Please note that the column names of may data frame will change based on the values of s1,s2,s3.
我现在想实现以下目标:
I now want to achieve the following:
- 我想找出
df
中最后三列中哪一列的值最高,并将其作为值存储在新列中(值应该是 1,2 或 3,取决于最大值是这些变量中的第一个、第二个还是第三个). - 现在我知道哪个值是最高的每行,我想按
resp
列对结果进行分组/汇总,并计算我的最大值为 1 的频率、2 或 3.
- I want to find out which of last three columns in
df
has the highest value and store it as a value in a new column (values are supposed to be either of 1,2 or 3, depending on if the highest value is the first, second or third of these variables). - Now that I know which value is the highest per row, I want to group/summarize the result by the column
resp
and count how often my max value is 1, 2 or 3.
所以 1. 的结果应该是:
So the outcome from 1. should be:
draw resp 1_1_1_1_1 2_1_1_1_1 3_1_1_1_1 max
1 1 0.774 0.095 0.806 3
2 1 0.197 0.142 0.266 3
...
2. 的结果应该是:
resp first_max second_max third_max
1 1 1 2
2 2 1 1
3 1 2 1
我的问题是 tidyverse 的 rowwise 函数已被弃用,而且我不知道如何通过重新存储在外部的列名(在 s1、s2、s3 中)动态寻址 tidyverse 管道中的列.最后一点:我可能试图通过列名称使事情变得过于复杂,而实际上,我感兴趣的列的位置总是在列位置 3:5.

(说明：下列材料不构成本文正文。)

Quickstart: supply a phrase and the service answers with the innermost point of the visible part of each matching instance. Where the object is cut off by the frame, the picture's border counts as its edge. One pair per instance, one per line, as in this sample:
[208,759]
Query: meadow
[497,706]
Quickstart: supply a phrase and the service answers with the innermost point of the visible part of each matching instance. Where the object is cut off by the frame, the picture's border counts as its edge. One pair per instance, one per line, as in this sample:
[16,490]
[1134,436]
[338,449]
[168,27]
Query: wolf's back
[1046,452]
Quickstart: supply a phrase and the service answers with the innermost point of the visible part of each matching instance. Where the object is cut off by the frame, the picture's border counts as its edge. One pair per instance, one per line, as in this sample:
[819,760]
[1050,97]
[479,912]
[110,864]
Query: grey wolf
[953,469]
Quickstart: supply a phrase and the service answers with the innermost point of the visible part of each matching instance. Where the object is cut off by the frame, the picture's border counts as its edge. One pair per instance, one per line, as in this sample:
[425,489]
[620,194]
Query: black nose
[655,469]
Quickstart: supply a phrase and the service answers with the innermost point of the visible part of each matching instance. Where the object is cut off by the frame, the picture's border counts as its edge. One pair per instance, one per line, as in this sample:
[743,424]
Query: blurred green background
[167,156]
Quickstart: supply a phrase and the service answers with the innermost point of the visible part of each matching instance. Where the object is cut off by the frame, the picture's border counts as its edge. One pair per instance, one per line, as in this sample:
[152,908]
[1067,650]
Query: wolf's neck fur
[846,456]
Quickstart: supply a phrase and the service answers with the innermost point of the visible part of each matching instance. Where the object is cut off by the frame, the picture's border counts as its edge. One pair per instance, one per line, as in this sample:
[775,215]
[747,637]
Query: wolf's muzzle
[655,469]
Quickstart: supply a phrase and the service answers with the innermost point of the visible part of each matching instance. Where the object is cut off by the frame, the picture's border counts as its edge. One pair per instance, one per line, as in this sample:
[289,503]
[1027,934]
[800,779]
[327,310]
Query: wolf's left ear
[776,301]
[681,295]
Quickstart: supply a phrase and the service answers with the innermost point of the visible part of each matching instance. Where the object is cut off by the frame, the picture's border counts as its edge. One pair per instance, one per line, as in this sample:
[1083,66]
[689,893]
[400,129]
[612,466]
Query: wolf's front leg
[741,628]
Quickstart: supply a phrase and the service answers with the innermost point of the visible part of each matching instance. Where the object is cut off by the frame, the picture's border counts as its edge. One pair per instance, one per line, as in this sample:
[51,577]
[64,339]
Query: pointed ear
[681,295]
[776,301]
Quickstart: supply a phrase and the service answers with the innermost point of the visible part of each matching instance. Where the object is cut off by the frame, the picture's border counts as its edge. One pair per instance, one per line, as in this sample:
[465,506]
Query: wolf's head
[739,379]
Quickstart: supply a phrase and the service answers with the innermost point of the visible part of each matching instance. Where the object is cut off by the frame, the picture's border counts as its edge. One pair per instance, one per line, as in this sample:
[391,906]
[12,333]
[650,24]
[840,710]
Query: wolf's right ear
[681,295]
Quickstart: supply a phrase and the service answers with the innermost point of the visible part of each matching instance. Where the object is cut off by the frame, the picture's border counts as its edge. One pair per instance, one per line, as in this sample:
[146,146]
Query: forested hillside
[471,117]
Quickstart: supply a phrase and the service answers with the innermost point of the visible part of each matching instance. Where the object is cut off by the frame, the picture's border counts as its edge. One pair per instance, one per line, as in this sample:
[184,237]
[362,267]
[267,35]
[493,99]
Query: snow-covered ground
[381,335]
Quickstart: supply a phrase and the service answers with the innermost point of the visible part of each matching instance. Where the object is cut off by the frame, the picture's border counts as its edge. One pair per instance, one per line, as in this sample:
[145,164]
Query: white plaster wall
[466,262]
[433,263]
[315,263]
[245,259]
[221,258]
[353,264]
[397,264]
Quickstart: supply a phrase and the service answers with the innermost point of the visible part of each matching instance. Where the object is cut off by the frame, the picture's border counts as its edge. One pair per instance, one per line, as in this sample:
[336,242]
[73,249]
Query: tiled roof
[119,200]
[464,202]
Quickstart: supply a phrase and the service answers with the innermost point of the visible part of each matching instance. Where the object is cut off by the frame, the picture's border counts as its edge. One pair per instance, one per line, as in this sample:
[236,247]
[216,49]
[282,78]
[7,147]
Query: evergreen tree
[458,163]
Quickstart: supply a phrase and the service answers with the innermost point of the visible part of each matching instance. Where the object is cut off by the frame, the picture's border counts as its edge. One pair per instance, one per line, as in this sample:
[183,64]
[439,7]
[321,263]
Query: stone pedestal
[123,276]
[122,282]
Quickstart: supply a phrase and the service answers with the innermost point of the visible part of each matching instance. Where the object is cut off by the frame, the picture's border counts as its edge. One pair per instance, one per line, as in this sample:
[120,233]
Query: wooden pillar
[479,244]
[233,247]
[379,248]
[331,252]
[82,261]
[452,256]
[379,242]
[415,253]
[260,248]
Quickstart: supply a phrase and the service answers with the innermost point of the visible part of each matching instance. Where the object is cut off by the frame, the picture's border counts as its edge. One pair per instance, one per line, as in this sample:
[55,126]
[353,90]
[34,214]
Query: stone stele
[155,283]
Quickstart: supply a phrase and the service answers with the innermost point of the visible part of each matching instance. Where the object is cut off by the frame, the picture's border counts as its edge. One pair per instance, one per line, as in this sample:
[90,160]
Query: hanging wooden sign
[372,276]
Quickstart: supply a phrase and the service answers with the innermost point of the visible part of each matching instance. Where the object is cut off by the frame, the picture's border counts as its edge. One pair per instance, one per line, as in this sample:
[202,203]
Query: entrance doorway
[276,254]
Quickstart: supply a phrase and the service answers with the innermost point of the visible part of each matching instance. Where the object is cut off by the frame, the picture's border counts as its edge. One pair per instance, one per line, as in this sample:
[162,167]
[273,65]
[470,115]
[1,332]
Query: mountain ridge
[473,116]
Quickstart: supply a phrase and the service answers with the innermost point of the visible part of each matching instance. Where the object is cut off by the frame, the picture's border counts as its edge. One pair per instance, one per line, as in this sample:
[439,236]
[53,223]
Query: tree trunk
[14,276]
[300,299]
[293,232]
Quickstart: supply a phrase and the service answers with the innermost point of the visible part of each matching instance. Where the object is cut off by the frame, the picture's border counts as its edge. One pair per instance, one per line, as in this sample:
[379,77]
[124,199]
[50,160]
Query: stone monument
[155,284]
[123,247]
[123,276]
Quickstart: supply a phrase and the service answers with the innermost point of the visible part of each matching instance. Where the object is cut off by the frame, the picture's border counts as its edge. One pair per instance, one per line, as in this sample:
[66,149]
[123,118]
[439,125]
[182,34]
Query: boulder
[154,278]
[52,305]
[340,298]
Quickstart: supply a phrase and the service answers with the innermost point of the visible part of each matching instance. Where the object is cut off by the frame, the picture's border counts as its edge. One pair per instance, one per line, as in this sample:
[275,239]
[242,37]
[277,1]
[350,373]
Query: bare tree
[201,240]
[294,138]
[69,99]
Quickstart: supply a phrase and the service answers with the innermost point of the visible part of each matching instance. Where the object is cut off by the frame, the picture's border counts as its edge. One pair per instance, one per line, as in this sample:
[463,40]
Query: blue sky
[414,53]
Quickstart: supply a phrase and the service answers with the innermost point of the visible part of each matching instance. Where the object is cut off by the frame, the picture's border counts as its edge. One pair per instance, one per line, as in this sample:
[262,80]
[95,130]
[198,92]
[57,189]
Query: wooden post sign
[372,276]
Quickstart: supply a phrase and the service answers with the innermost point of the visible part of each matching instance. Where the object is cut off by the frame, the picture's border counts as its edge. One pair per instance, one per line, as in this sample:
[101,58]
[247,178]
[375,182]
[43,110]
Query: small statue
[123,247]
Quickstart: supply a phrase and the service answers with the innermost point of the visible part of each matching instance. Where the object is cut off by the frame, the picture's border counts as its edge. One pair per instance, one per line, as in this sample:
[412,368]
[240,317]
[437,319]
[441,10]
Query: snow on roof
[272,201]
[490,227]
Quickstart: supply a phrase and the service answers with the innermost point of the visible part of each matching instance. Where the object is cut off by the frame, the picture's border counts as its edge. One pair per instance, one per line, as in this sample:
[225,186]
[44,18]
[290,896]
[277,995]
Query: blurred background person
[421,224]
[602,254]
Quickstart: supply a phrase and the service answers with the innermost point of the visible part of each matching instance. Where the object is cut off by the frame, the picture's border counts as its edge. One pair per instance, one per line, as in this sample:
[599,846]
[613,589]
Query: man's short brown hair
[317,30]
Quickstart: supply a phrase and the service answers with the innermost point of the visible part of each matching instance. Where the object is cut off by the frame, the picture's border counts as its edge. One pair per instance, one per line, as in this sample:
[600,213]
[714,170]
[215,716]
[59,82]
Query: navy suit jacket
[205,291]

My problem is that tidyverse's rowwise function is deprecated and that I don't know how I can dynamically address columns in a tidyverse pipe by column names which a re stored externally (here in s1, s2, s3). One last note: I might be overcomplicating things by trying to go by the column names, when, in fact, the positions of the columns that I'm interested in are always at column position 3:5.
推荐答案
这是获得所需内容的一种方法.对于稍微不同的格式,您可以使用 count
而不是 table
但这与您的预期输出匹配.希望这有帮助!!
Here is one way to get what you want. For a sligthly different format, you can use count
rather than table
but this matches your expected output. Hope this helps!!
library(dplyr)
df %>%
mutate(max_val = max.col(select(., starts_with("X")))) %>%
select(resp, max_val) %>%
table()
max_val
resp 1 2 3
1 1 1 2
2 2 1 1
3 1 2 1
或者,您可以这样做:
df %>%
mutate(max_val = max.col(.[3:5])) %>%
count(resp, max_val) %>%
mutate(max_val = paste0("max_", max_val)) %>%
spread(value = n, key = max_val)
resp max_1 max_2 max_3
<dbl> <int> <int> <int>
1 1 1 1 2
2 2 2 1 1
3 3 1 2 1
这篇关于从具有更改名称的列计算行列最大值的文章就介绍到这了,希望我们推荐的答案对大家有所帮助,也希望大家多多支持IT屋!